After having been a research director at Hydro-Québec for a long time, he is now president of the company’s Electrification, a Concordia University research project that received federal funding of $123 million last April.

This project covers three main areas: technological development, net zero buildings (which can produce as much energy as they consume) as well as living laboratories, and social impact. It fits into an even bigger picture, as a total of 11 similar Canadian university initiatives have been supported to the tune of $1.4 billion.

Since 2022, Mr. Zaghib has been a full professor of chemical and materials engineering at Concordia University. “The young people, they are enthusiastic. They know what’s going on. They know there are problems, my role is to pass the torch. Every time I give a class, I am enthusiastic,” he smiles.
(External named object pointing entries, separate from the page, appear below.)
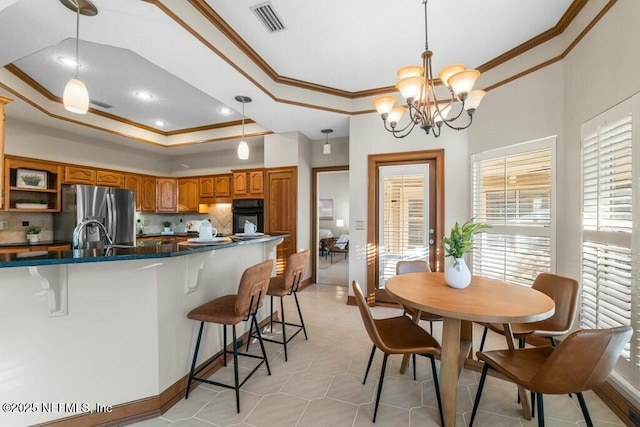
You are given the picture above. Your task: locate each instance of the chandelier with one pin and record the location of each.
(417, 86)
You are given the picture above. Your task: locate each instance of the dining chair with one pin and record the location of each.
(396, 335)
(564, 293)
(281, 286)
(229, 310)
(581, 362)
(417, 266)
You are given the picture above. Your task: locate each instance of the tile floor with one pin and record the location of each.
(321, 384)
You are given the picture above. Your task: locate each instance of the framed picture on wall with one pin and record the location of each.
(325, 209)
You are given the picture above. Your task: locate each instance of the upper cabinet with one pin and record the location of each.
(166, 195)
(31, 186)
(188, 195)
(248, 184)
(215, 189)
(134, 182)
(79, 175)
(3, 100)
(148, 194)
(90, 176)
(109, 179)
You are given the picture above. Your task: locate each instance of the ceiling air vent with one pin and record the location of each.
(269, 17)
(100, 104)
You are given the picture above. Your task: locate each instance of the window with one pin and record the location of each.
(609, 218)
(513, 191)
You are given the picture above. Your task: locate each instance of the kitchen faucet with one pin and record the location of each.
(83, 225)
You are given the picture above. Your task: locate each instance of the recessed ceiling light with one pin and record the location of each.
(143, 95)
(67, 61)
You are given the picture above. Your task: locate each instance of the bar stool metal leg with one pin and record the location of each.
(235, 367)
(195, 358)
(304, 329)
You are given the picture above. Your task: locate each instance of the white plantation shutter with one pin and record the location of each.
(608, 273)
(513, 192)
(403, 228)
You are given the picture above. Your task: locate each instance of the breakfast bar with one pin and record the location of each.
(111, 326)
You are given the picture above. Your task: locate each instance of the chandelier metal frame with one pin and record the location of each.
(417, 85)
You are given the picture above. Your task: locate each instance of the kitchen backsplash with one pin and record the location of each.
(220, 216)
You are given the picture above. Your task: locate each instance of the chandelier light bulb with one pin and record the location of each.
(384, 104)
(76, 97)
(449, 71)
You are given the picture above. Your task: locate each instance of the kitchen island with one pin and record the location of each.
(105, 336)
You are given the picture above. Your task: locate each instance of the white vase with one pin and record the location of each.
(456, 273)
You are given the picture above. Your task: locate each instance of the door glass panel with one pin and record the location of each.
(404, 217)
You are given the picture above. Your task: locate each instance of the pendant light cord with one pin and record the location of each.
(77, 37)
(243, 120)
(426, 34)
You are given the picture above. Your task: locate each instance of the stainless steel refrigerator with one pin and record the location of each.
(115, 208)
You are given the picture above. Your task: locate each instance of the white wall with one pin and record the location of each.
(339, 152)
(367, 136)
(335, 186)
(30, 140)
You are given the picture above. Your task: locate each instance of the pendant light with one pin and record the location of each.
(243, 147)
(326, 148)
(76, 97)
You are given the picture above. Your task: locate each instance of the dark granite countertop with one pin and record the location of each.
(146, 250)
(39, 243)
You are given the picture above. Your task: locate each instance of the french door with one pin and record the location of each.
(406, 214)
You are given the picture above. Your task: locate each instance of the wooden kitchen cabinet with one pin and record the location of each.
(248, 184)
(222, 185)
(21, 197)
(215, 189)
(3, 100)
(207, 188)
(166, 195)
(188, 195)
(109, 179)
(79, 175)
(134, 182)
(148, 194)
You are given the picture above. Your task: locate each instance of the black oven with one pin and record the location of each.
(251, 210)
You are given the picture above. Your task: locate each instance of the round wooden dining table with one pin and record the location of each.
(484, 300)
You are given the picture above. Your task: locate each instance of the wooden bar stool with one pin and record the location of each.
(281, 286)
(231, 310)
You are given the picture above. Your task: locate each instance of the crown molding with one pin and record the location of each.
(50, 96)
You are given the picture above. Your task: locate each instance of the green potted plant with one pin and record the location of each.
(33, 233)
(459, 242)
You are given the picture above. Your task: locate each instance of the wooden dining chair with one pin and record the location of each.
(396, 335)
(417, 266)
(564, 293)
(581, 362)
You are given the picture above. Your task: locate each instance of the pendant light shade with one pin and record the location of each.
(76, 97)
(243, 150)
(326, 148)
(243, 147)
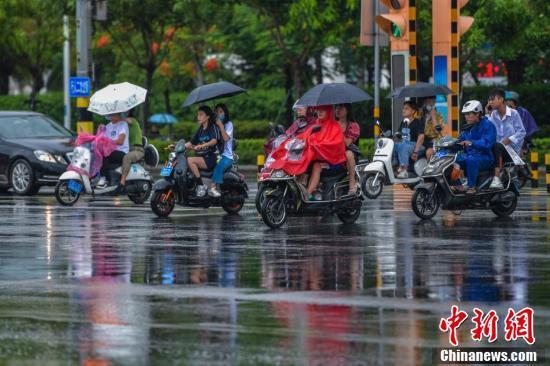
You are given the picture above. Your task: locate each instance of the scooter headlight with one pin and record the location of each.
(44, 156)
(278, 174)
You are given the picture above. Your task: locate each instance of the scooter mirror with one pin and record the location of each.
(180, 146)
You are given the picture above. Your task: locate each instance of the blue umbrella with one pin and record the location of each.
(163, 118)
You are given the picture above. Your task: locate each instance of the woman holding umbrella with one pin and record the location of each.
(205, 144)
(225, 126)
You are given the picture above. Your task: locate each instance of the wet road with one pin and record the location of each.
(108, 283)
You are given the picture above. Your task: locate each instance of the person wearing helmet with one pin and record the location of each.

Although he may pass on his knowledge to students, the professor fundamentally believes that it goes further. The car still represents in our minds a synonym for freedom, which harms the development of other forms of transport. Especially since the electric car is not at all the “only solution”, in his opinion.

“It’s not normal that between Montreal and Quebec, then Montreal and Toronto, there is no TGV. […] The crux of the matter is money. The tramway in Quebec is a good example, but awareness needs to really reach everyone. »

The main interested party also says he is happy with the progress made in the last four or five years, saying he sees “courageous people” investing in projects like that of Volta Canada Energy Solutions in Granby, which we will still be talking about “in 10 or 15 years “.

And that’s without forgetting that we find all the natural resources essential to the field – with the exception of manganese – on the territory of Quebec: aluminum, graphite, copper, iron, cobalt, nickel, phosphate and lithium.

In 2026, the International Meeting on Lithium Batteries conference will also be held at the Palais des congrès de Montréal, which would not have been possible without the sustained efforts of Karim Zaghib for globally recognized Quebec representation.